Los distintos paneles también evidenciaron una realidad persistente en la región: existen avances normativos, pero la implementación es el principal desafío. Las leyes, protocolos y políticas públicas con frecuencia no se traducen en prácticas cotidianas. La falta de capacitación del personal, la debilidad de los mecanismos de supervisión y la escasa rendición de cuentas limitan su impacto real.
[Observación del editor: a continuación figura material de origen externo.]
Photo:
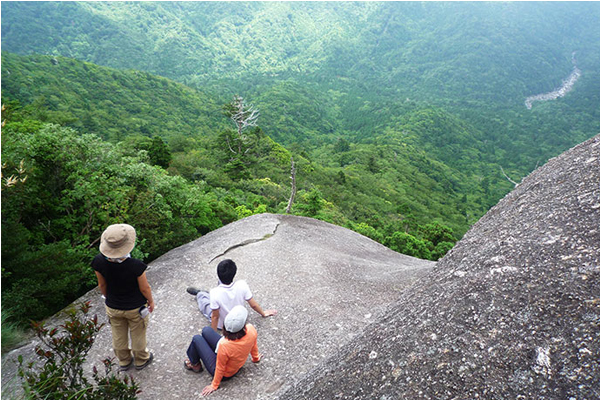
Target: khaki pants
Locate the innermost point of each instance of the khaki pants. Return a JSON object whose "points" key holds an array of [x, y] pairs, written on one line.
{"points": [[122, 323]]}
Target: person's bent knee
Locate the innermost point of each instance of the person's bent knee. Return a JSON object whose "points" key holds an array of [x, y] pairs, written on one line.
{"points": [[197, 337], [207, 330]]}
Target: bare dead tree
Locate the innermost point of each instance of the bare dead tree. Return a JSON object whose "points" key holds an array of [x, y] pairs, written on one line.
{"points": [[507, 177], [243, 116], [293, 194]]}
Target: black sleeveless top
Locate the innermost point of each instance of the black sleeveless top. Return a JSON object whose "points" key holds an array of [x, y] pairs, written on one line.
{"points": [[122, 289]]}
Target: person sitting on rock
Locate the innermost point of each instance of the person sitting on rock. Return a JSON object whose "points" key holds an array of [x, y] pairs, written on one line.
{"points": [[224, 356], [216, 305]]}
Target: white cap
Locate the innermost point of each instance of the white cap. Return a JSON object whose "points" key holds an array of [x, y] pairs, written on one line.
{"points": [[236, 319]]}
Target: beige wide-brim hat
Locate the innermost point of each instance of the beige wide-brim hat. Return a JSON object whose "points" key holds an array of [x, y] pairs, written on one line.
{"points": [[117, 240]]}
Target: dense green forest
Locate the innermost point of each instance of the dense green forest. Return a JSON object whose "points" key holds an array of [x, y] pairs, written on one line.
{"points": [[401, 120]]}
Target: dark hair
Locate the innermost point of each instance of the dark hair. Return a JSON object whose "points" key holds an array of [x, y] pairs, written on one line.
{"points": [[234, 335], [226, 271]]}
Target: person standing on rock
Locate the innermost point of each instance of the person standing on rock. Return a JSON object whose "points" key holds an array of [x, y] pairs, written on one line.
{"points": [[122, 281], [224, 356], [216, 305]]}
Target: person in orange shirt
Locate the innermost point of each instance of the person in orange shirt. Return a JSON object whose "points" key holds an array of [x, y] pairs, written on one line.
{"points": [[224, 356]]}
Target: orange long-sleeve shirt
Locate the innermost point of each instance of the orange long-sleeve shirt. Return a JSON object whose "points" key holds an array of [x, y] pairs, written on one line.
{"points": [[232, 354]]}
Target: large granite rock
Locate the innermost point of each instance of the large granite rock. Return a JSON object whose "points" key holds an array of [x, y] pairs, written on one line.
{"points": [[512, 312], [327, 283]]}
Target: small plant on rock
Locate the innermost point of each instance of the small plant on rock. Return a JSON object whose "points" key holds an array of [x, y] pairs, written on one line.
{"points": [[63, 351]]}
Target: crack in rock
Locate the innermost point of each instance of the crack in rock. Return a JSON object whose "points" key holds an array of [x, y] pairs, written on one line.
{"points": [[246, 242]]}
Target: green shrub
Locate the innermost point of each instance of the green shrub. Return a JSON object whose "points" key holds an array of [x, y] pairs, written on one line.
{"points": [[63, 352]]}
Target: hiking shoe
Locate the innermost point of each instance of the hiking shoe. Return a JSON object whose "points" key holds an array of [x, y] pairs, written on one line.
{"points": [[144, 365], [124, 368], [193, 290], [191, 367]]}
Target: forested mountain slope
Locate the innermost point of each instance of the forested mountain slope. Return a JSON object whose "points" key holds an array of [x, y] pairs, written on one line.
{"points": [[429, 49], [400, 117], [330, 70]]}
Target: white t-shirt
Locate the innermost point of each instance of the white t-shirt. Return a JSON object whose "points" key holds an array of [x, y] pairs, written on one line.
{"points": [[225, 297]]}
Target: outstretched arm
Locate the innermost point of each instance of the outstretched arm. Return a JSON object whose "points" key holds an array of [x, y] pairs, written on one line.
{"points": [[256, 307]]}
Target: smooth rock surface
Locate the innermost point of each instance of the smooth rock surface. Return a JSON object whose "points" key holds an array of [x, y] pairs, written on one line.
{"points": [[326, 282], [512, 312]]}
Las personas trans fueron identificadas de manera reiterada como quienes enfrentan riesgos agravados e interseccionales, tanto durante la privación de libertad como tras la excarcelación. Muchas se ven obligadas a elegir entre la invisibilidad o la violencia. El acceso a la salud —en particular a la atención y tratamientos — sigue siendo severamente restringido en contextos de encierro, incluso en países con modelos de salud pública avanzados fuera de las prisiones.

Al mismo tiempo, el Congreso permitió visibilizar prácticas que sí funcionan. Los órganos de monitoreo independientes, cuando cuentan con apoyo adecuado, pueden prevenir retrocesos y promover cambios institucionales. Las organizaciones de base cumplen un rol vital: salvan vidas todos los días ofreciendo alojamiento, acompañamiento psicosocial, educación y caminos de reinserción para personas que salen de prisión sin redes de apoyo.

Sembrando bases para los años venideros

El apoyo del UATC no fortaleció únicamente un evento puntual: invirtió en un impacto a largo plazo.

Al acercar a Corpora en Libertad al Sistema Interamericano, el Congreso contribuyó a transformar la OC-29/22 de un texto jurídico en una herramienta operativa para la incidencia, el monitoreo y la prevención de la tortura. Reforzó la capacidad de la Red para actuar de forma colectiva, estratégica y transnacional. Y consolidó una convicción compartida: la protección de las personas LGBTI+ privadas de libertad exige coordinación entre los Estados, los mecanismos independientes de monitoreo, los organismos internacionales y la sociedad civil.

En los próximos años, las semillas plantadas en Guatemala seguirán creciendo: a través de una incidencia regional más fuerte, una participación más activa en los mecanismos de prevención y una presión sostenida para que la dignidad, la igualdad y la protección contra la tortura dejen de ser aspiraciones y se conviertan en realidades.

Desde Corpora en Libertad sabemos que prevenir la tortura implica actuar temprano, actuar de manera colectiva y actuar junto a quienes más lo necesitan. El III Congreso de Corpora en Libertad demostró lo que es posible cuando el apoyo estratégico se encuentra con la resistencia colectiva y cuando, finalmente, a las alas en resistencia se les permite volar.